A livello economico, Enav ha registrato, sempre nei nove mesi, ricavi consolidati pari a 770,5 milioni di euro, in crescita del 4,1% rispetto ai primi nove mesi del 2023, affiancati da un utile netto di 89,6 milioni di euro (+3,8%) e un ebitda a 222,8 milioni di euro (+1,3%), con un margine del 28,9 per cento.

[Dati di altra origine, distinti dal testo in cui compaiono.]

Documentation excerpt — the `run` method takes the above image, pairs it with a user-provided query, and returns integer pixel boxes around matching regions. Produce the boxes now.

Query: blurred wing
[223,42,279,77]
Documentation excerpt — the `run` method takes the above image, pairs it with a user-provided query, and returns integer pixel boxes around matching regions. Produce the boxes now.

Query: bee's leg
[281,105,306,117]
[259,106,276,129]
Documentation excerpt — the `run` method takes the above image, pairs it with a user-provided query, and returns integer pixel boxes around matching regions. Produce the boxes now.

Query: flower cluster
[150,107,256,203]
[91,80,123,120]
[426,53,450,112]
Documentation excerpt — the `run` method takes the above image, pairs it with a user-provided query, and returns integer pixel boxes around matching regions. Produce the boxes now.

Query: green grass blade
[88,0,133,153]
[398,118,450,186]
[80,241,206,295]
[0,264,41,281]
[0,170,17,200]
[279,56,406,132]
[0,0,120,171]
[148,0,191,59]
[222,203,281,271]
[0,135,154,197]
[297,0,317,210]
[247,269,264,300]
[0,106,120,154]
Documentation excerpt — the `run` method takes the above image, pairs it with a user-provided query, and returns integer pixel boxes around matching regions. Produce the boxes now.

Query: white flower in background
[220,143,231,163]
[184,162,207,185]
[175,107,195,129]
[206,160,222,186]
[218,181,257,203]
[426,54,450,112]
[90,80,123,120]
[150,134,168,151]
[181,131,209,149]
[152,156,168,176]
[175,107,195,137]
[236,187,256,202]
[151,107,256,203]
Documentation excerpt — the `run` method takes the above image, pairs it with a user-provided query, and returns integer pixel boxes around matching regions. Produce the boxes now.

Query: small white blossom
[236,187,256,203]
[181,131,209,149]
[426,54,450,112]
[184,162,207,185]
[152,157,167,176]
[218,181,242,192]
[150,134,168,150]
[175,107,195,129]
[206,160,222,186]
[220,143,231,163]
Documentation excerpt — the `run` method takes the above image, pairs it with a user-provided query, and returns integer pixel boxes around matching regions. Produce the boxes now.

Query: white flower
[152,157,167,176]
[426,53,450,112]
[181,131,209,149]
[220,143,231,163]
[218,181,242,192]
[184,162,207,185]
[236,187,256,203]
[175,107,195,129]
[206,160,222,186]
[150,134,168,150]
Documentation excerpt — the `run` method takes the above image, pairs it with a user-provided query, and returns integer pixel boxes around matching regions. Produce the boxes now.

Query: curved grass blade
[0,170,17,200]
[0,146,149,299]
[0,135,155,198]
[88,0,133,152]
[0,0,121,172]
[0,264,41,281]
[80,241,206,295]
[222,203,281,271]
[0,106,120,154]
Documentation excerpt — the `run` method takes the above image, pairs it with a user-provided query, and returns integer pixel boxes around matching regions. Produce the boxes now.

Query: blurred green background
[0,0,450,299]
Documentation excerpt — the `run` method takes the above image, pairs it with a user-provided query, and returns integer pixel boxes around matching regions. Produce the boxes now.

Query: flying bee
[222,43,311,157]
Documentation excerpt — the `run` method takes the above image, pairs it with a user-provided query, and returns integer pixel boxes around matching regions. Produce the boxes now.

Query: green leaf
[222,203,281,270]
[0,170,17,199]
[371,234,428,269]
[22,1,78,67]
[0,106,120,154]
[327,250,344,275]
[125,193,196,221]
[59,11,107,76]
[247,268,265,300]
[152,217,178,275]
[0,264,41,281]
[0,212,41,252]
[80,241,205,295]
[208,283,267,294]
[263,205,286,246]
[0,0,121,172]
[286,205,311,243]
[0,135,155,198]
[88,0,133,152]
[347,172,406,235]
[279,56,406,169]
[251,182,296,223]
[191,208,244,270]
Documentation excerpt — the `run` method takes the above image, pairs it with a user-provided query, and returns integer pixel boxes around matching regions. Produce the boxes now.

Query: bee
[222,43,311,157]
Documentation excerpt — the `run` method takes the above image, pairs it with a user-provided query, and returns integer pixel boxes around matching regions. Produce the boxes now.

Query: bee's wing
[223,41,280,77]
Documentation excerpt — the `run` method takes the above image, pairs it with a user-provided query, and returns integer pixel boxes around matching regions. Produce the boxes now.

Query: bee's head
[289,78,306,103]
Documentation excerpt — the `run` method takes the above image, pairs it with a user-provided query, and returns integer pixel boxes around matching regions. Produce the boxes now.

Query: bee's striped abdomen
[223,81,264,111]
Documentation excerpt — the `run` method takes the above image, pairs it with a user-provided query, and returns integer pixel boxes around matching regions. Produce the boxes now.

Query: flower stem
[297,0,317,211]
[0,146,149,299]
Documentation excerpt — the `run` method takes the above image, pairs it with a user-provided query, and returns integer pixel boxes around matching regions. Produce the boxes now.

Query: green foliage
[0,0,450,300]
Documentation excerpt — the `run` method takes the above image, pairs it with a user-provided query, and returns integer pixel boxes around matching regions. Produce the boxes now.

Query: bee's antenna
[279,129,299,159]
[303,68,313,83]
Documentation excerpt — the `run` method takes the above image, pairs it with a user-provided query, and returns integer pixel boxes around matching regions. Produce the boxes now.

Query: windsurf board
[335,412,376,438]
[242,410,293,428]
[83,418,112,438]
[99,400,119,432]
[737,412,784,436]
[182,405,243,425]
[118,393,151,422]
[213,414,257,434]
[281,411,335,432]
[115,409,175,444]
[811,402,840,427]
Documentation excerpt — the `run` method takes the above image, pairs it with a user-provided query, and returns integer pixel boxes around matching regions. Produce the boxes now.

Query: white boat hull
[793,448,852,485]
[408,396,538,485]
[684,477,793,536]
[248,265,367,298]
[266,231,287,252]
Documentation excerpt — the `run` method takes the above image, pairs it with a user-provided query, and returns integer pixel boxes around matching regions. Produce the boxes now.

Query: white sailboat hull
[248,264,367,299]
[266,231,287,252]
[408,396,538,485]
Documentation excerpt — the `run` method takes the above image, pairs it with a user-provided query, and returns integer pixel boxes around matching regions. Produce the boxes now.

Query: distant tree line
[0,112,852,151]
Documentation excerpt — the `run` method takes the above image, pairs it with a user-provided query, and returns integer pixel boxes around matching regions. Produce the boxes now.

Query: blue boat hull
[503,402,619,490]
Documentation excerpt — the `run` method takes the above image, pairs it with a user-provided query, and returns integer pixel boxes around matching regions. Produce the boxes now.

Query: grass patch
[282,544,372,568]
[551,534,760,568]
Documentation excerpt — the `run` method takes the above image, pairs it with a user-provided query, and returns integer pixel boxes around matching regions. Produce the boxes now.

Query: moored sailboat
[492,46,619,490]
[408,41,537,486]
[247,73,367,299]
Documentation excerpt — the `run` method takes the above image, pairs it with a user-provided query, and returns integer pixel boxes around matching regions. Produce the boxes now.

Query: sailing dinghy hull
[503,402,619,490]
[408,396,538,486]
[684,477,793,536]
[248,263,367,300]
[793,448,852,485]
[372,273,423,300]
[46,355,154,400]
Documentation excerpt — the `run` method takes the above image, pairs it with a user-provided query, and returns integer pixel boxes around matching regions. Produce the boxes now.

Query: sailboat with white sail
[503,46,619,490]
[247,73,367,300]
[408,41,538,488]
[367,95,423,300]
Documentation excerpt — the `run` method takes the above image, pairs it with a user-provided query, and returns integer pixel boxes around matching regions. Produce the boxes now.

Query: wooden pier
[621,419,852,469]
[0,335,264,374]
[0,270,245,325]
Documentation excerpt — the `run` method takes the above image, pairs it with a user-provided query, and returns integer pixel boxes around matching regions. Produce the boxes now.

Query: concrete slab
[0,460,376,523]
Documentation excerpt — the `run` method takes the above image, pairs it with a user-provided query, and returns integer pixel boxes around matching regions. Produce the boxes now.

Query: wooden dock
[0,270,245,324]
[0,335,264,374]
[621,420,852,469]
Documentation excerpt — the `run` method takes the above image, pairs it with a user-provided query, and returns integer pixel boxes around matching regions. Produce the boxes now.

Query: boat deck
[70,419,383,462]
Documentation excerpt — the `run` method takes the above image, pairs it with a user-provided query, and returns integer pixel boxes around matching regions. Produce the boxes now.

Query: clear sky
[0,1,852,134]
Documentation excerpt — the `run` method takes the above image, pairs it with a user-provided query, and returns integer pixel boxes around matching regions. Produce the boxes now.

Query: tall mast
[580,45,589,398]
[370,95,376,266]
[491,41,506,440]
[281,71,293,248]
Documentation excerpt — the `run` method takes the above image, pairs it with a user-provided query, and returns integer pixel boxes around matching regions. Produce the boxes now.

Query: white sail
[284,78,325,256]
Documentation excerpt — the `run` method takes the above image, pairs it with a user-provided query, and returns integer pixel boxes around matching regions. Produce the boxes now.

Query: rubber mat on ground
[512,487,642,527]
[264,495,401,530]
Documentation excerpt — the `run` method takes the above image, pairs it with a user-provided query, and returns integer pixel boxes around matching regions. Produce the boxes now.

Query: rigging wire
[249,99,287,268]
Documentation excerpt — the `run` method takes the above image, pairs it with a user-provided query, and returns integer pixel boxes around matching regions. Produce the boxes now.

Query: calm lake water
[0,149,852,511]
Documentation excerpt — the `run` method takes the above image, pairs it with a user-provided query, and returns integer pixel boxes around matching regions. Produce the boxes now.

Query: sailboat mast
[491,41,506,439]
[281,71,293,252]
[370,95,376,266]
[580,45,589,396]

Sulle stime di chiusura dell’anno, l’AD si esprime con positività. “Sull’Italia il numero dei voli ha superato le previsioni e, infatti, contiamo di chiudere il 2024 con un aumento a doppia cifra rispetto al 2023. Il nuovo modello organizzativo, teso a separare competenze ed attività tra core business e mercato non regolamentato, permetterà di accelerare la transizione digitale per potenziare la gestione dello spazio aereo, favorendo anche lo sviluppo dei droni, e di rafforzare la presenza della società nei mercati internazionali. Stiamo sviluppando nuovi prodotti e servizi, in fase di implementazione, che arricchiranno l’offerta commerciale”.